Nursing is so versatile that I think it’s important to recognize when an area of nursing maybe isn’t for you. This takes a lot of self-reflection and willingness to make a change (which can be terrifying because, well.. change is scary!!). I went on a backpacking trip to Europe in Spring of 2018 and this gave me a lot of time to reflect. It also allowed me to realize how much better I felt outside of the job I was beginning to hate. I decided while I was on this trip that I needed to make a change when I got home. So, I did.
Here are some signs that may indicate you need to make a change, too:
Working even a few days in a row feels impossible.
I worked part-time at my previous job, which was a blessing and a curse all at once. It made my schedule super flexible (heck, it allowed me a month off to go backpacking in Europe!); however, it lacked the consistency I needed in my life. I would sometimes work a night, have a day off and then be back in for a day shift the following day. I found this really hard on my physical and mental health.
Working a schedule like this made me not want to go to work or pick up shifts… and with being part-time, I had that option. This is then reflected on your pay cheque. If you don’t work, you don’t make money. I needed to find a job that I wanted to work at.
You dread going to work.
Oh, did I ever. I remember walking to the hospital listening to uplifting music to try and pump myself up for the day. I’m talking Here Comes the Sun by the Beatles. But, it wasn’t working. My job held such anxiety for me, which is definitely expected to some extent in most nursing jobs, but I was watching myself become an anxious person, and that isn’t me. I wasn’t getting the satisfaction I craved at the end of the day.

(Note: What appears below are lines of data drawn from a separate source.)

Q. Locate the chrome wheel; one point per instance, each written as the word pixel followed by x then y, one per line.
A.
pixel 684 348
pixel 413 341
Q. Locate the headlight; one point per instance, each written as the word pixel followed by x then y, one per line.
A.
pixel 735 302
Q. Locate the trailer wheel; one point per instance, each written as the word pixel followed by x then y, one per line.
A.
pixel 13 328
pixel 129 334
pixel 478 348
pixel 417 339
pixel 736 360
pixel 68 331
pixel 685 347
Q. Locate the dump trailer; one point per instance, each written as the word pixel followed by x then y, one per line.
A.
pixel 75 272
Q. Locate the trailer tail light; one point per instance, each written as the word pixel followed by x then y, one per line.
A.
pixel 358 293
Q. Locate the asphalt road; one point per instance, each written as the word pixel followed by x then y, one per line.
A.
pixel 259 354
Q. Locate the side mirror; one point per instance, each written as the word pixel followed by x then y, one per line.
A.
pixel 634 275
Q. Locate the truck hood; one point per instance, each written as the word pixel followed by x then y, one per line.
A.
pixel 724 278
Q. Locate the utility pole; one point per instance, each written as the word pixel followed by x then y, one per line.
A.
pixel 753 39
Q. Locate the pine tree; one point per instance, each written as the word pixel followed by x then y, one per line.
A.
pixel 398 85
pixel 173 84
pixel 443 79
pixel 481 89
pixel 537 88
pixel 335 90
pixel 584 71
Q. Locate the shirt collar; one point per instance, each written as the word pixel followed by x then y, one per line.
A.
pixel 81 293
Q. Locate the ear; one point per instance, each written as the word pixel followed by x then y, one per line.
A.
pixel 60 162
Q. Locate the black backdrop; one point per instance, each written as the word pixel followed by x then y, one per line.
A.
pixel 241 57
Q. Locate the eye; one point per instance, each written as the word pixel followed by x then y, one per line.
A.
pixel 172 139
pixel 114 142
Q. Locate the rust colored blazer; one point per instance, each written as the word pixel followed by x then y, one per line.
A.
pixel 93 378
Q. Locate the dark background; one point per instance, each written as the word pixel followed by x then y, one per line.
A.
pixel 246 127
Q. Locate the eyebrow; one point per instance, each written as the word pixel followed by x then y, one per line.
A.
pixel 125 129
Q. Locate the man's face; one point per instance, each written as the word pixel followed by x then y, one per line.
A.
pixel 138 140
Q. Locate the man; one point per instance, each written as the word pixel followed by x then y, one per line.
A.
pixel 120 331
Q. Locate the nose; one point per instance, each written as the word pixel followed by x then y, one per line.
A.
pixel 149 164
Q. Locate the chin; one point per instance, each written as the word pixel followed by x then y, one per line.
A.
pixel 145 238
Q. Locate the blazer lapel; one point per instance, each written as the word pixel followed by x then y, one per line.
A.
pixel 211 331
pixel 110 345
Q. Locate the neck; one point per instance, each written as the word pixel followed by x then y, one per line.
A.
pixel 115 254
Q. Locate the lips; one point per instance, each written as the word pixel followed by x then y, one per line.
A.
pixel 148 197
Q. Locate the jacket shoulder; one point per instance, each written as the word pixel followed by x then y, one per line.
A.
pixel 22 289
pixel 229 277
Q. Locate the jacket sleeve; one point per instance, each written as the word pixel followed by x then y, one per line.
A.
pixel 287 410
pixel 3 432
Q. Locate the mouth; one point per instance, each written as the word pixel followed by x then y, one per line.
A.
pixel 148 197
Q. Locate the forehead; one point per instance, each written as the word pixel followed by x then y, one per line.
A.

It’s impacting your personal life.
I would totally psych myself up (in the worst way) for work. If I was off for a couple of days, I would spend the entire day before my next shift stressing about work. This stress was so consuming that I would avoid making plans the day before and the day after my shifts. There were also many days that I would come home crying.
This became more and more frequent throughout my time working on a surgical floor, which is not the way it should be. This was a big indicator for me that I needed to try something else.
I am so happy that I found the world of fertility nursing. It has completely changed my outlook on “work” and has given me the satisfaction and stability I was craving. This is exactly what I needed to thrive as a nurse.
There is no one nursing job that is perfect for everyone. The beauty of nursing is that there are so many different areas you can work in. If one isn’t working for you, that doesn’t mean you’re a bad nurse. It just means that you should perhaps look into moving into a different sector of nursing that does work for you.
If you’re feeling how I did, I hope this post encourages you to initiate that change in your own life.